Rushdie’s book, in dream sequences, challenges and sometimes seems to mock some of the most sensitive tenets of Muslim religious beliefs.

Muslims across the world believe that the angel Gibreel – Gabriel in English – visited the Prophet Muhammad and recited God’s words to him over a 22-year period. These words were then repeated by Muhammad to his followers, eventually written down and became the verses and chapters of the Quran.

In ‘The Satanic Verses’, one of the main characters — Gibreel Farishta — has a series of dreams in which he becomes his namesake, the angel Gibreel, the Independent explained. Gibreel, in these dreams, meets another central character in ways that seem similar to Islam’s traditional account of how the angel met Prophet Muhammad.

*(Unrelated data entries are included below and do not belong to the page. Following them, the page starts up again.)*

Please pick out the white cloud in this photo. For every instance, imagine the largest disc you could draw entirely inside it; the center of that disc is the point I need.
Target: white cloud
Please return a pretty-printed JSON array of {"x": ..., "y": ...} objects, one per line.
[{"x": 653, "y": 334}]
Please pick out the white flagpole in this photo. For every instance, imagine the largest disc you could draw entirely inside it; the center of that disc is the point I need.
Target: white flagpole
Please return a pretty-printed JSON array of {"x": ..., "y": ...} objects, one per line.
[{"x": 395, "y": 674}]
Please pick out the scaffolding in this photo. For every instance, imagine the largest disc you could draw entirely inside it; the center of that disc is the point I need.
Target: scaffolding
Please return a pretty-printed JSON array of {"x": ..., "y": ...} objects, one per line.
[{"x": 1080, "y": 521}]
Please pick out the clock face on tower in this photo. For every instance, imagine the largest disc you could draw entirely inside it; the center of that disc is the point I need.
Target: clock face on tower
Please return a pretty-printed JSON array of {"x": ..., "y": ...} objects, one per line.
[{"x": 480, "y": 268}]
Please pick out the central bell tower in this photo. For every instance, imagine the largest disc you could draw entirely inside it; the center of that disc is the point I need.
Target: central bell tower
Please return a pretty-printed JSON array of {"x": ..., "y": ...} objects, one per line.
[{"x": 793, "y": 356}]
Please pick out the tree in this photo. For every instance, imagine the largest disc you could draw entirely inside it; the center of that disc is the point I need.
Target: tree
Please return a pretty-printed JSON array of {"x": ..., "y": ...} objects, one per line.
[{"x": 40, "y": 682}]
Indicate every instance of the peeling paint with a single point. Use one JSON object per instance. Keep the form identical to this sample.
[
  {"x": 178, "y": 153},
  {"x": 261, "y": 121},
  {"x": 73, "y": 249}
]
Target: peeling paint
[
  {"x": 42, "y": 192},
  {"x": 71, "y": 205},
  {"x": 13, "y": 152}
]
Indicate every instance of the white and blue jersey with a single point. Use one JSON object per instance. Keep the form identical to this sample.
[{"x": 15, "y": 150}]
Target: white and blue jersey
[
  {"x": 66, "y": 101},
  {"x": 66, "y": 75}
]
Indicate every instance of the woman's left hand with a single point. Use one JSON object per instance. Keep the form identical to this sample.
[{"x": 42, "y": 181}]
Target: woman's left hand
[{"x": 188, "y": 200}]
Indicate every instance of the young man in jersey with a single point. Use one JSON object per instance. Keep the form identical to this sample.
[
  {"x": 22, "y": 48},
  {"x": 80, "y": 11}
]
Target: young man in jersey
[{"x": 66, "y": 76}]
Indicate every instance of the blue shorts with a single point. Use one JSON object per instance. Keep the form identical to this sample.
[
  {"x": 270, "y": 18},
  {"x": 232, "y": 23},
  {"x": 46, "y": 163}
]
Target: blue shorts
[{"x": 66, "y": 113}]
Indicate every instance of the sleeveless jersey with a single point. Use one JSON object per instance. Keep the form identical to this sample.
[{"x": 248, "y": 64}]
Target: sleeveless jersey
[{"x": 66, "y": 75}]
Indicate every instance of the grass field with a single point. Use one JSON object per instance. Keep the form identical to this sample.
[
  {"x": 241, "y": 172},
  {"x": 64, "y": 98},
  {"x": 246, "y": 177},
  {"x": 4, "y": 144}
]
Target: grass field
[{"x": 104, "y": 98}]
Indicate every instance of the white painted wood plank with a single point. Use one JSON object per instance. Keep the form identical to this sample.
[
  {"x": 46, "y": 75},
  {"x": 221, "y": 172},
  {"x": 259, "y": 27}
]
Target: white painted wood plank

To make matters worse, the author chose a provocative name for Prophet Muhammad, with the novel’s version calling him Mahound – a moniker sometimes used during the Middle Ages by Christians who considered him a “devil".

Also, Rushdie’s Mahound puts his own words into the angel Gibreel’s mouth and delivers edicts to his followers that “conveniently bolster his self-serving purposes", Independent reported.

This angered the community which considered that the author, through his fictional retelling of the birth of Islam’s key events, implied that Prophet Muhammad is himself the source of revealed truths and not God. The apparent “distortion" of the Quran also angered Muslims.

While Rushdie, and many scholars supporting him, have argued that religious texts should be open to challenge, those who consider the Quran the literal word of God seem to be in no mood to forgive the author — proof being Friday’s knife attack which has left Rushdie on the ventilator.

In October 1988, then Indian Prime Minister Rajiv Gandhi banned the import of the book. Soon, 20 countries went on to outlaw it.

The author tried to explain himself in 1990 in an essay titled “In Good Faith" but many Muslims were not placated.

Many Muslims were furious when Rushdie was knighted by Queen Elizabeth II in 2007 for his services to literature. Iran accused Britain of “Islamophobia," saying its fatwa still stood, and there were widespread Muslim protests, notably in Pakistan.